HKEx's first foreign takeover bid, for the London Metal Exchange (LME), which handles about 80 per cent of the global futures trade in industrial metals, therefore makes sense. Hong Kong has no experience in commodities trading and the acquisition would usefully expand our knowledge and skills. It would diversify the exchange's income and reduced its reliance on day-to-day stock trading and new listings. Transaction costs are a major drag on HKEx's earnings.

The deal is also beneficial for the LME. It would bring it closer to China, the world's biggest consumer of commodities, opening warehousing opportunities. But the 135-year-old exchange does not come cheaply or without conditions. A rival bid by the second-largest US futures market, Intercontinental Exchange, could push the price beyond the valuation of an estimated US$1.3 billion - perceived by some analysts as excessive, given falling profits. Both bidders have agreed to keep the LME's headquarters in London, its existing board, its warehouse network and its system of establishing metals prices.
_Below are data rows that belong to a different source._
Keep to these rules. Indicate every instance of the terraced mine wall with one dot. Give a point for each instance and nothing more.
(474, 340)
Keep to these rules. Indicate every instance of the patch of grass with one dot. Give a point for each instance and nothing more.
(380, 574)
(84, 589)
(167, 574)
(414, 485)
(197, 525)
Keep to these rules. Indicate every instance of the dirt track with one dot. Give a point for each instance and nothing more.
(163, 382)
Such terms may seem unattractive - streamlining and merging operations to make them more profitable is a key reason for an acquisition. With the Hong Kong government being HKEx's biggest shareholder, taxpayers would seem to have all manner of reasons for caution. But the exchange's position is threatened by the expansionist mindset of competitors, notably the Singapore and New York bourses. While any takeover deal has to be in the interests of shareholders, it also has to take into consideration Hong Kong and the future.